文芸の魅力は体験にあるのだろう。語感を味わうとか、行間を想像するとか、著者や登場人物に共感するとか。僕は文字情報の理解におそらく人一倍の労力を要するため、面倒くさいが先に立つ。だから敬遠している。

noteや書籍の文章は体験を目的とするものばかりではない。言語は知識を伝える。文芸はそこから派生した一例に過ぎない。

ここからが本題で、僕は知識にもお金を払いたくない。

基本的に知らないよりは知っている方がいい。情報を制するものが世界を制すという言葉にも頷ける。が、知識を売買するのは下策に思えてならない。

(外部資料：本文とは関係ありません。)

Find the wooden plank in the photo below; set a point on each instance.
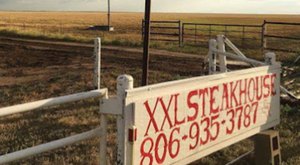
(182, 121)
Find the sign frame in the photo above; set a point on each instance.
(132, 108)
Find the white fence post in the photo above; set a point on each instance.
(212, 56)
(270, 58)
(222, 59)
(103, 119)
(124, 82)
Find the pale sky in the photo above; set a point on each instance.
(187, 6)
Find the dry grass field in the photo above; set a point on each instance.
(71, 26)
(31, 72)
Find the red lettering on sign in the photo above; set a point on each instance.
(273, 89)
(233, 87)
(151, 115)
(267, 86)
(177, 121)
(192, 106)
(213, 109)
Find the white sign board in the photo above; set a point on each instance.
(182, 121)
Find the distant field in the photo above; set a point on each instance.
(71, 26)
(31, 72)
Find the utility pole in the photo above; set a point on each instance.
(146, 43)
(108, 14)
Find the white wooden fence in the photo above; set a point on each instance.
(98, 132)
(155, 124)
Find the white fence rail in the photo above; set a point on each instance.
(51, 102)
(98, 132)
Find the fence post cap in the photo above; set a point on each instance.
(124, 82)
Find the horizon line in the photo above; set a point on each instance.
(155, 12)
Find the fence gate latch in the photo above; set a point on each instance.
(132, 134)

まず、これから購入する知識が自分のまだ知らない必要な知識であることを確認する方法がない。購入後にやっぱり知ってましたと返金できるならいいが、売る側は当然それを許さないだろう。買う側が知っていたかどうかを確認する方法もないからだ。

さらに、その知識が他に出回っていないことを証明することもできない。つまり買わなくてもいずれ耳に入る可能性がある。なんなら売る側が「あなたにだけこっそり教えます」とか言いながら他の人に売っているかもしれない。

有用な知識は自然に広まる。それでも知り得ないなら運命だ。お金を出してまで欲しいとは思わない。もし、僕が不治の病に倒れたとき、あのとき情報を買っていれば助かったとわかっても、たぶん後悔はしないと思う。